破産者の財産に対する滞納処分手続における交付要求に係る配当金を交付すべき相手方

(平成9年12月18日最高裁)

事件番号  平成8(行ツ)111

 

最高裁判所の見解

一 破産者の財産に対する滞納処分手続において交付要求がされたときは、

交付要求に係る請求権に基づき破産宣告前に国税徴収法又は

国税徴収の例による差押え(参加差押えができる場合は、

これを含む。

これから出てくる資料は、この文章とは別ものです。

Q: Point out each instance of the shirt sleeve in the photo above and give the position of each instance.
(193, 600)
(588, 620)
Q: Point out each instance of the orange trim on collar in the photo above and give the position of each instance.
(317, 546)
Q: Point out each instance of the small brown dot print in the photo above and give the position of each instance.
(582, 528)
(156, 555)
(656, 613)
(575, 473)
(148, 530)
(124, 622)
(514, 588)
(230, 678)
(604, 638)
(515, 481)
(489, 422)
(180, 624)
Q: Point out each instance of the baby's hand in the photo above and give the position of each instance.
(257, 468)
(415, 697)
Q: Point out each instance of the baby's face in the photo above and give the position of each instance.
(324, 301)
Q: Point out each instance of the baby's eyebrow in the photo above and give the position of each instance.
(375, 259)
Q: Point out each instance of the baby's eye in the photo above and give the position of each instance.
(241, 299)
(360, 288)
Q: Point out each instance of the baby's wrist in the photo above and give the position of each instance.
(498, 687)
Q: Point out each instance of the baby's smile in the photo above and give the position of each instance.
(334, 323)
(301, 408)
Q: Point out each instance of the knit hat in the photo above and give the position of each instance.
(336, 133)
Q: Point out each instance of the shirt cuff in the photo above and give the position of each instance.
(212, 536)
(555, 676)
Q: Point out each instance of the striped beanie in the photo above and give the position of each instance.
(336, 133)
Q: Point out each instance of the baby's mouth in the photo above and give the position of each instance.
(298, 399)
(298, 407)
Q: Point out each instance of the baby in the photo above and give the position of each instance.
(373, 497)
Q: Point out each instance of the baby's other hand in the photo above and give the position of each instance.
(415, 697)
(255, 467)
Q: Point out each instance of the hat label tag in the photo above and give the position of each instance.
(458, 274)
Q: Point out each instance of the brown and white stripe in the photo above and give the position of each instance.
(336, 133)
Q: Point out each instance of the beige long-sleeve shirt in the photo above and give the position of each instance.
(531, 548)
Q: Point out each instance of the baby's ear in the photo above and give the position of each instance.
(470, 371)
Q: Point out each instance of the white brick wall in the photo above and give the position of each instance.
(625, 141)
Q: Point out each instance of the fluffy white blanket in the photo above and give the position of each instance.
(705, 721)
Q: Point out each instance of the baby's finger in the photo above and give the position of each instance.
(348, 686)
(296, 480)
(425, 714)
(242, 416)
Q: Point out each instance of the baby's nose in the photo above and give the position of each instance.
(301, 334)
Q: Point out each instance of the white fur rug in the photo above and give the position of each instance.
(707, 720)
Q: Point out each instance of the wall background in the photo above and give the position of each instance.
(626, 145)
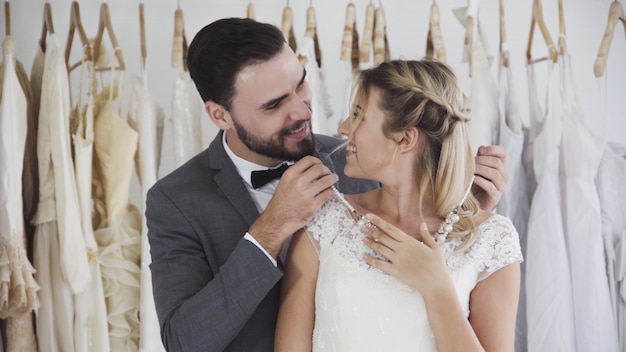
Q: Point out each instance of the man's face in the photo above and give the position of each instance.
(271, 111)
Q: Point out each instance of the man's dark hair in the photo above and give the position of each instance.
(220, 50)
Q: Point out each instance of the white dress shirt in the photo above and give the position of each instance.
(260, 196)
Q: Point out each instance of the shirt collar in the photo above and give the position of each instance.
(243, 166)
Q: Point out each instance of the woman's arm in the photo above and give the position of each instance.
(296, 316)
(493, 302)
(493, 308)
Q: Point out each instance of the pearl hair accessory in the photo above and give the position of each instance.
(442, 232)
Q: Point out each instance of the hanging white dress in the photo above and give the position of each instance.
(581, 153)
(514, 203)
(483, 126)
(146, 118)
(18, 289)
(186, 114)
(118, 231)
(91, 332)
(549, 301)
(59, 248)
(612, 193)
(320, 100)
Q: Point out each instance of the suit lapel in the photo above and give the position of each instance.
(229, 181)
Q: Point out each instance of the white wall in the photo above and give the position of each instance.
(603, 100)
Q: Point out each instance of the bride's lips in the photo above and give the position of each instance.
(350, 150)
(300, 133)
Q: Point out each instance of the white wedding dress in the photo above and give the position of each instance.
(359, 308)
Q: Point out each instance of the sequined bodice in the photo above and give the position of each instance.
(359, 308)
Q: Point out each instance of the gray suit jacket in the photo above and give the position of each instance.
(214, 290)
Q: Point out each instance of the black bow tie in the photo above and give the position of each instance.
(263, 177)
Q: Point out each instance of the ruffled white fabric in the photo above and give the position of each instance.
(346, 318)
(118, 232)
(549, 297)
(515, 202)
(59, 247)
(581, 154)
(320, 100)
(146, 117)
(186, 114)
(18, 289)
(91, 331)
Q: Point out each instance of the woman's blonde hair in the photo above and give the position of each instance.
(426, 94)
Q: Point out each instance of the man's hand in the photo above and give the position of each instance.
(302, 191)
(491, 176)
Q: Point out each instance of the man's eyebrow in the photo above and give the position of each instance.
(276, 101)
(272, 103)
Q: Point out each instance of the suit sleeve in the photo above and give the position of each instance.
(197, 309)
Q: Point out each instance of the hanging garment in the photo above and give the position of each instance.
(581, 152)
(483, 126)
(146, 118)
(612, 192)
(91, 331)
(118, 229)
(18, 289)
(549, 302)
(320, 100)
(186, 113)
(514, 203)
(59, 255)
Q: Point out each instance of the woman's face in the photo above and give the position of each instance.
(369, 151)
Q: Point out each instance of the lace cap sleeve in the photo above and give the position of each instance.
(496, 247)
(324, 221)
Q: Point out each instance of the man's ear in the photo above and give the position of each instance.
(219, 115)
(408, 139)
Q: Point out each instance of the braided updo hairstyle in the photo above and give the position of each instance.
(426, 94)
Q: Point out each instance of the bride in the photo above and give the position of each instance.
(414, 265)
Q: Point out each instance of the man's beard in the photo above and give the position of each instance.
(276, 149)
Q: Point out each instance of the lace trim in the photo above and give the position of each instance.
(496, 246)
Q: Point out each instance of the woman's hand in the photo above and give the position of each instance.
(418, 262)
(491, 176)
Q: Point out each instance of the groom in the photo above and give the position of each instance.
(216, 234)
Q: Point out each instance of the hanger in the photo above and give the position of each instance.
(76, 25)
(287, 27)
(311, 31)
(350, 38)
(105, 23)
(250, 10)
(179, 45)
(435, 47)
(471, 13)
(368, 34)
(381, 44)
(48, 27)
(142, 34)
(616, 12)
(505, 52)
(7, 18)
(537, 18)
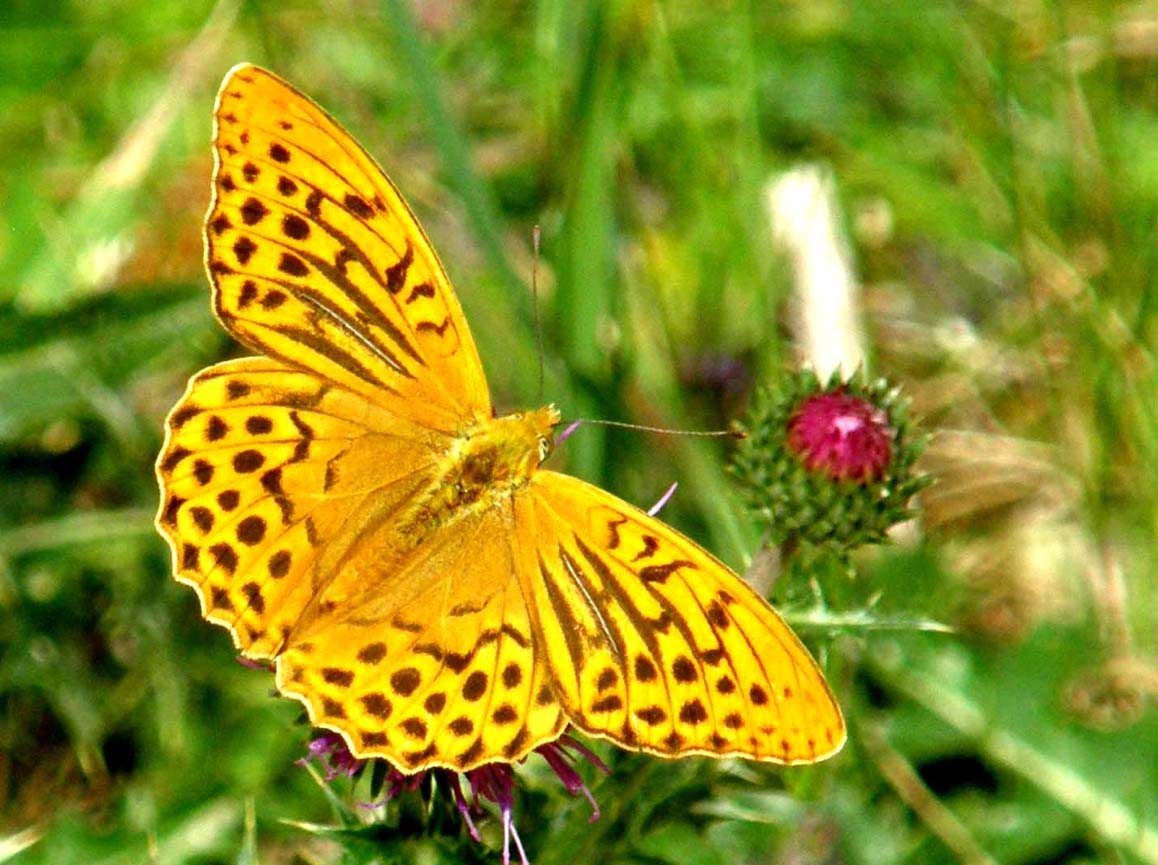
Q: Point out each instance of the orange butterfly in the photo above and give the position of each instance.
(349, 505)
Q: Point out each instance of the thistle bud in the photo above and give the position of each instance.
(829, 463)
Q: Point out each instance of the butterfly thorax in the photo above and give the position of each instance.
(484, 466)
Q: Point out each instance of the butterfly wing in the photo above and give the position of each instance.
(657, 645)
(429, 660)
(316, 259)
(268, 477)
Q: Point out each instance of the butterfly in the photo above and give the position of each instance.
(347, 504)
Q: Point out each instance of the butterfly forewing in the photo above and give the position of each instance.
(656, 644)
(265, 474)
(316, 259)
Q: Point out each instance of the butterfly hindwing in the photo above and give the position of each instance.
(658, 646)
(423, 669)
(317, 261)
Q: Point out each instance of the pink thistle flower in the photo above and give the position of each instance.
(331, 752)
(841, 435)
(491, 782)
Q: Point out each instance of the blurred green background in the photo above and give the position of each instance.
(996, 168)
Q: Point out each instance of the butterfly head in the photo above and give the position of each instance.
(541, 424)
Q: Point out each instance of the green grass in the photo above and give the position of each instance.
(1011, 295)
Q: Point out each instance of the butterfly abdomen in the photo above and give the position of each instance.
(485, 464)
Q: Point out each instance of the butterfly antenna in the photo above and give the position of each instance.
(662, 430)
(536, 235)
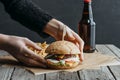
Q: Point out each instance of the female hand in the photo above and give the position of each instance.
(55, 28)
(17, 47)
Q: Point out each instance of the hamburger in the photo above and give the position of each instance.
(62, 55)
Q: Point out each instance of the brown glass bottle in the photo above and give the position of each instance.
(87, 28)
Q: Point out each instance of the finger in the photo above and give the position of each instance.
(30, 62)
(31, 44)
(32, 55)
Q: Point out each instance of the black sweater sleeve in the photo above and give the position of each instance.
(28, 14)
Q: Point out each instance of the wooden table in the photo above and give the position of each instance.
(104, 73)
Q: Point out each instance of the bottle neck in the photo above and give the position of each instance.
(87, 11)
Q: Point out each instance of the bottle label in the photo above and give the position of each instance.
(87, 1)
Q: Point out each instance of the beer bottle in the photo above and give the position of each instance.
(87, 28)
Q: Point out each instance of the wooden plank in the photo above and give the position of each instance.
(2, 52)
(100, 74)
(68, 76)
(6, 72)
(22, 74)
(114, 49)
(52, 76)
(104, 50)
(62, 76)
(115, 71)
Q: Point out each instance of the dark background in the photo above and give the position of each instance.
(106, 16)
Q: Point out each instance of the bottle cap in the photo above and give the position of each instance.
(87, 1)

)がされている場合を除き、

交付要求に係る配当金は、破産管財人に

交付すべきものと解するのが相当である

(最高裁平成七年(オ)第一九三七号同九年一一月二八日

第三小法廷判決民集五一巻一〇号登載予定参照)。

 

二 これを本件についてみるに、

原審が適法に確定したところによれば、

(1) 上告人は、平成四年七月二三日、

滞納者株式会社Dが第三債務者E産業株式会社に

差入れ中の建物賃貸借の保証金の返還請求権につき、

滞納処分による差押えをした、

(2) 株式会社Dは、同年八月一三日、破産宣告を受け、

被上告人が破産管財人に選任された、

(3) 神戸市中央区長は、同月一七日及び二七日、

上告人に対し、株式会社Dの滞納法人市民税等を徴収するため交付要求をした、

(4) 上告人は、同年一一月一一日、

右保証金返還請求権の取立てをした上、

右交付要求に係る法人市民税等について配当の額を

一七万二六〇〇円とする配当計算書を作成し、

これを神戸市中央区長に交付する本件配当処分をした、

というのであり、同区長は、株式会社Dが破産宣告を受ける前に、

右保証金返還請求権について滞納処分による差押えを

していなかったことがうかがわれる。

 

したがって、同区長が直接右配当金の交付を

受けることはできないというべきであり、

右配当金を被上告人に交付すべきであるとした原審の判断は

正当として是認することができる。

 

原判決に所論の違法はなく、論旨は採用することができない。